Devant un infinitif, il peut quelquefois s’expliquer par De quoi. Verser à boire. Il n’a pas à manger. Il ne trouve pas à s’occuper. Il y aurait à craindre. Trouver à redire. Il n’y a pas à balancer. On dit dans un sens analogue Le temps que j’ai à vivre, Pendant lequel je dois vivre. L’argent que j’ai à dépenser, Que je puis ou que je dois dépenser. N’avoir rien à répliquer, ne trouver rien à répondre.
Il se place encore devant l’infinitif des verbes, dans divers autres sens. Ainsi on dit Je suis ici à l’attendre.
À, suivi d’un nom, signifie Au prix de. Dîner à trente francs par tête. Emprunter à gros intérêts. Placer ses fonds à cinq pour cent. Les places sont à dix francs. Acheter du drap à vingt francs le mètre. Vendre à bon compte. Donner une marchandise à vil prix, à bon marché, etc. Vivre à peu de frais.
De telle ou telle façon. Aller à la débandade. À la hâte. À l’improviste. À merveille. À la légère. À la diable, etc.
Au moyen de. Pêcher à la ligne. Jouer à la paume. Se battre à l’épée, au pistolet. Mesurer à l’aune, au mètre. Dessiner à la plume. Tracer au crayon, au compas. Travailler à l’aiguille. On dit de même par ellipse Des bas à l’aiguille, au métier, etc.
Selon, suivant. À mon gré. À sa fantaisie. À sa manière. À mon choix. À votre avis. À ma gauche. À leur jugement.

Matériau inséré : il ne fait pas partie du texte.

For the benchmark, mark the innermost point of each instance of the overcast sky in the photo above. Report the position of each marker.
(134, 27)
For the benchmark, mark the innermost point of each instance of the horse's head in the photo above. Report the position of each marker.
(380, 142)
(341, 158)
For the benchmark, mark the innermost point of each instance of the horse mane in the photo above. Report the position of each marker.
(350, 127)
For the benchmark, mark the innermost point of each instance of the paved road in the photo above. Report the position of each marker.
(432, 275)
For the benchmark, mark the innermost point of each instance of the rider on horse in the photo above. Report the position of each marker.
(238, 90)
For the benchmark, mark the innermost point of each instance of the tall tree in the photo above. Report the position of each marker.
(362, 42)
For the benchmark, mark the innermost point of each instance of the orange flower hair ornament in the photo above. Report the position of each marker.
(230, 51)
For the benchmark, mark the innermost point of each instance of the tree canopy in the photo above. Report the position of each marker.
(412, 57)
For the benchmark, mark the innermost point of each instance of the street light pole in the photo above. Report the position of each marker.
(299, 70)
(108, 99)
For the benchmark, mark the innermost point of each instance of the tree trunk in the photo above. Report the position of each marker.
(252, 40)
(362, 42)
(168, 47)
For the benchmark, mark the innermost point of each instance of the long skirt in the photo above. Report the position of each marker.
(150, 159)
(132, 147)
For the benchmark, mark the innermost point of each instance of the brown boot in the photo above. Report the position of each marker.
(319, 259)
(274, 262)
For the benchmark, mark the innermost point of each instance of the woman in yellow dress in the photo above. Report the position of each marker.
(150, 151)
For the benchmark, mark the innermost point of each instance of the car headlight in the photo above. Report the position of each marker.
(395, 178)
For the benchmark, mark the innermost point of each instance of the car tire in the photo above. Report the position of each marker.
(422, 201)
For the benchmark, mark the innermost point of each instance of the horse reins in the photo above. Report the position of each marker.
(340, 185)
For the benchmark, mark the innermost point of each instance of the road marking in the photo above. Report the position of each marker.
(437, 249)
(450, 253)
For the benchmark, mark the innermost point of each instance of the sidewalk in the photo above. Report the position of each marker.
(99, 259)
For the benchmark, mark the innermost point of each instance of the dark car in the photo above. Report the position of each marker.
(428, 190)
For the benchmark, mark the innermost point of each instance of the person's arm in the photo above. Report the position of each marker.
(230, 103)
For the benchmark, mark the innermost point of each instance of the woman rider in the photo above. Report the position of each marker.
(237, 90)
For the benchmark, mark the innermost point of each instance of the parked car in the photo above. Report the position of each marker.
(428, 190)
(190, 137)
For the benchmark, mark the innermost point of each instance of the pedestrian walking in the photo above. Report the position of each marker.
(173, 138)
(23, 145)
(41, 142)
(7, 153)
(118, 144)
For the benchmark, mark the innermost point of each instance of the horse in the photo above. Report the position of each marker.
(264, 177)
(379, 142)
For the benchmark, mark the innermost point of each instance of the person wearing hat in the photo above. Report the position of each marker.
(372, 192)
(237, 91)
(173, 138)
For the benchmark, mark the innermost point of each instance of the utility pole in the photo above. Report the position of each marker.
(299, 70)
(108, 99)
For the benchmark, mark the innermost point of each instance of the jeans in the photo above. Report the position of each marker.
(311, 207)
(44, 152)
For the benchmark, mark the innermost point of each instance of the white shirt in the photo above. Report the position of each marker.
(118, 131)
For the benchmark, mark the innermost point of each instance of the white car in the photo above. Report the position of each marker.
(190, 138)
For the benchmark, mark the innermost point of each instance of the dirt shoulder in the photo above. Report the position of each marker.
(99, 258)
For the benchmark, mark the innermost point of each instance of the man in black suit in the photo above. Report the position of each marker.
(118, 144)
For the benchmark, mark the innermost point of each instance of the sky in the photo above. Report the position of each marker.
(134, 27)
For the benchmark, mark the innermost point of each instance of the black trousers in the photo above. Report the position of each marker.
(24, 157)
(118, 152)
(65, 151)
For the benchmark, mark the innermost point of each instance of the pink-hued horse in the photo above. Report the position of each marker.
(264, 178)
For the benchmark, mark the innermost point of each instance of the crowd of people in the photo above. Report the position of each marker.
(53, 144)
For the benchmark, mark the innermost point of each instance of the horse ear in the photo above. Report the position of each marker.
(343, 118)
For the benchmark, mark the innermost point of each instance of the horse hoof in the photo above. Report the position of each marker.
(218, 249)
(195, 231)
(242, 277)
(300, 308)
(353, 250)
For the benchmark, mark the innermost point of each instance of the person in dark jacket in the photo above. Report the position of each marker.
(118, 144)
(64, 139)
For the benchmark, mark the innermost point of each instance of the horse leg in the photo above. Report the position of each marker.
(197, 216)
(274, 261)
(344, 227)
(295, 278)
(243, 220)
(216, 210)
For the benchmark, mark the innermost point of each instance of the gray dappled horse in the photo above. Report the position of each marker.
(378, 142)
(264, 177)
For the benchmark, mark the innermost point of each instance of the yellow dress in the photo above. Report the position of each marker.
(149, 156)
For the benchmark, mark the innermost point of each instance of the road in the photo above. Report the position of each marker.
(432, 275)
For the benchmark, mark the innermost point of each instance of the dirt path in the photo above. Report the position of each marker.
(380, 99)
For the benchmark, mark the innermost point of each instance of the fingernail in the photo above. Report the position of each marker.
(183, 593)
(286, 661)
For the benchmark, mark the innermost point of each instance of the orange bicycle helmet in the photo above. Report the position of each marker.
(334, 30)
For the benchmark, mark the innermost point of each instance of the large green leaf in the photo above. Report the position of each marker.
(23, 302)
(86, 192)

Chapeau à la mode. Habit à ma taille. Parler à son tour. Marcher à son rang. À la rigueur, on pourrait admettre cette opinion. À votre compte, je serais votre débiteur. À ce que je crois, vous voulez partir. Boire à sa soif. Manger à sa faim. Dieu fit l’homme à son image. Il voulut, à l’exemple de son père.... À la vérité, à plus forte raison, etc.
Jusqu’à. Il est amoureux à la folie. Je suis malade à garder le lit. On dit aussi avec un infinitif Souffrir à crier.
Avec. Table à tiroir. Canne à épée. Voiture à deux roues. Clou à crochet.
Contre. Dos à dos. Corps à corps. Face à face.
Quelquefois il se rapproche de la signification d’Après. Goutte à goutte, une Goutte après l’autre. Démonter une pendule pièce à pièce. Pas à pas. Mot à mot. Sou à sou. Peu à peu. Deux à deux.
Il s’emploie quelquefois quand on veut exprimer un Nombre approximatif. Cinq à six lieues. Vingt à trente personnes. Quinze à vingt francs.
À suivi d’un nom de nombre, indique une action faite conjointement par deux ou plusieurs personnes. Louer une maison à trois. Être à deux de jeu.
Quelquefois À, devant le relatif qui, sert à former des locutions elliptiques qui expriment une Sorte de rivalité, de concurrence. Ils dansaient à qui mieux mieux. C’est à qui ne partira point. Tirons à qui fera, à qui jouera le premier. Ils s’empressaient à qui lui plairait davantage. Disputer à qui obtiendra une faveur.